Manual Guillermo Taboada was the spiritual leader of a group of families who shared a large home in Kaneohe and prosecutors say he abused a girl from age 12 until age 20.
An Oahu grand jury returned an indictment yesterday charging Manuel Guillermo Taboada, 56, also known as Memo Taboada, with four counts of first-degree sexual assault and four counts of second-degree sexual assault. The crimes charged in the indictment allegedly occurred from March 1999 to April 2007.
Taboada remains in custody unable to post $2 million bail.
The sexual assaults allegedly occurred in the ministry's van and at the ministry's compound in Kaneohe where the girl's family and other families live and work together in a communal situation, said Vickie Kapp, deputy city prosecutor.
"The defendant moved the victim into his room with his family to groom her into a leadership position, taking her from her family's room, and moved her into another house," she said.
Taboada told the girl that if she told anyone about the assaults, the ministry would fall apart and the children of the other families would be taken away, according to Kapp.
"There were similar allegations against the defendant in his ministry that he formed in Portland, Ore., and a similar investigation is being conducted in Oregon at this time by authorities," she said.
Police arrested Taboada at Honolulu Airport on Monday when he returned to Hawaii from a mainland trip.
The police arrest log shows Taboada lived at 45-087 Waikalua Road.

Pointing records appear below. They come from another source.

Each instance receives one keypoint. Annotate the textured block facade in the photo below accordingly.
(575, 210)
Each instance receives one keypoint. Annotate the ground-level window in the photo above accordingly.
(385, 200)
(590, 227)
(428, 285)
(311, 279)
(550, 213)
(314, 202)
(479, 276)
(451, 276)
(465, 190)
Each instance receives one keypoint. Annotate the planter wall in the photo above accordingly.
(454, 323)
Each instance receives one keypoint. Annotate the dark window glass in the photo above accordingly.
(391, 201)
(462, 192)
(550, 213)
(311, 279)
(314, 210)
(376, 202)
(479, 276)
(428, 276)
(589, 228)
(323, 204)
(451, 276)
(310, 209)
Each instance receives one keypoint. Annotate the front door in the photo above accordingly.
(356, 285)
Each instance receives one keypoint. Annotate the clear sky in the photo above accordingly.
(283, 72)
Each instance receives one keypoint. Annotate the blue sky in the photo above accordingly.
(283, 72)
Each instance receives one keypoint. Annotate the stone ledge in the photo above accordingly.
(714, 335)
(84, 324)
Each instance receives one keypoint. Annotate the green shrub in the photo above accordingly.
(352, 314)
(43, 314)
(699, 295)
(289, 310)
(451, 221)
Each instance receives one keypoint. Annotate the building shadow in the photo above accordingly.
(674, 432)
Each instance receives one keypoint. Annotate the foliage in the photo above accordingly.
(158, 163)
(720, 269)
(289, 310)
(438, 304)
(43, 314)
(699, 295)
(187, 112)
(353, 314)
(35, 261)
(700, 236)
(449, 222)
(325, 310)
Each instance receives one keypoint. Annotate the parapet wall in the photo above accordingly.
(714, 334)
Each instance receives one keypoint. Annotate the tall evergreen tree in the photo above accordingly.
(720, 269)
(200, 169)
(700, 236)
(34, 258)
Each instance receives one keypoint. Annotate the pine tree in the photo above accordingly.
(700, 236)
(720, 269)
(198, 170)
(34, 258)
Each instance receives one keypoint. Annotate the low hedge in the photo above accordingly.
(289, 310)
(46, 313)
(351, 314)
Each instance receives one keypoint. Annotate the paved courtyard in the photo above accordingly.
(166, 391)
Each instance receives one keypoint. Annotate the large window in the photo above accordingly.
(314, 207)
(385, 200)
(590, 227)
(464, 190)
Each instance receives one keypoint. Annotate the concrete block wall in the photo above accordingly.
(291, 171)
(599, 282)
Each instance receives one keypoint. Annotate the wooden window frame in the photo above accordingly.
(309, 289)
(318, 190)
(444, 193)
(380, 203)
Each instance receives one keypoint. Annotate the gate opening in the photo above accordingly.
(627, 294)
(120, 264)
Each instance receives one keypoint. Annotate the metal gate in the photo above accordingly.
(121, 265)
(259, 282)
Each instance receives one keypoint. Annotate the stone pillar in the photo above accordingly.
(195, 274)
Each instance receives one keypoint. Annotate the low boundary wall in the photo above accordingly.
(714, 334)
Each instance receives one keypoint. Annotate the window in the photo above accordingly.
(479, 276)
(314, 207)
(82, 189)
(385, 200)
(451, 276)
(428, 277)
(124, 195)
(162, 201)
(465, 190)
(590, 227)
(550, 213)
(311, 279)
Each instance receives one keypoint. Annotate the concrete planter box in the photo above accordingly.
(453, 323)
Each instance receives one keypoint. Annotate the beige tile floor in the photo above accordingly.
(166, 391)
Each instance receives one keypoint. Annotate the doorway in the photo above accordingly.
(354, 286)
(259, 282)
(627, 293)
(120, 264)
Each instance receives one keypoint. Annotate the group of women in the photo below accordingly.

A woman at that address declined to answer questions. A cardboard sign on the driveway said, "Absolutely no reporters or cameras beyond here. You must go!!"
Most neighbors said they were shocked at the arrest and allegations. Neighbors said there were two houses at the end of a private driveway, obscured by a shipping container and other homes in front. One of the two houses had a for-sale sign that came down recently, and people moved out about a month ago, neighbors said. Of several nearby residents at home yesterday afternoon, none knew Taboada by name.
Ruth Okamura, 77, said, "As a whole they are a nice group," and they should not be darkened by "one bad apple." She said it appeared to be a commune, and she noticed the families had young children and teens.
Neighbors said they see a lot of teens hanging out on the street at night coming from those houses.
A Web site that offers podcasts of religious sermons lists recorded messages from Back to the Cross Evangelistic Team hosted by Taboada. The Web site lists a Waikiki post office box and a nonworking telephone number. It says the ministry features in-depth Bible studies.
The Web site also says Taboada is originally from Peru.
A Web site that lists ministries in Portland lists Taboada as the pastor of Great Commission Ministries. It also lists the same nonworking telephone number.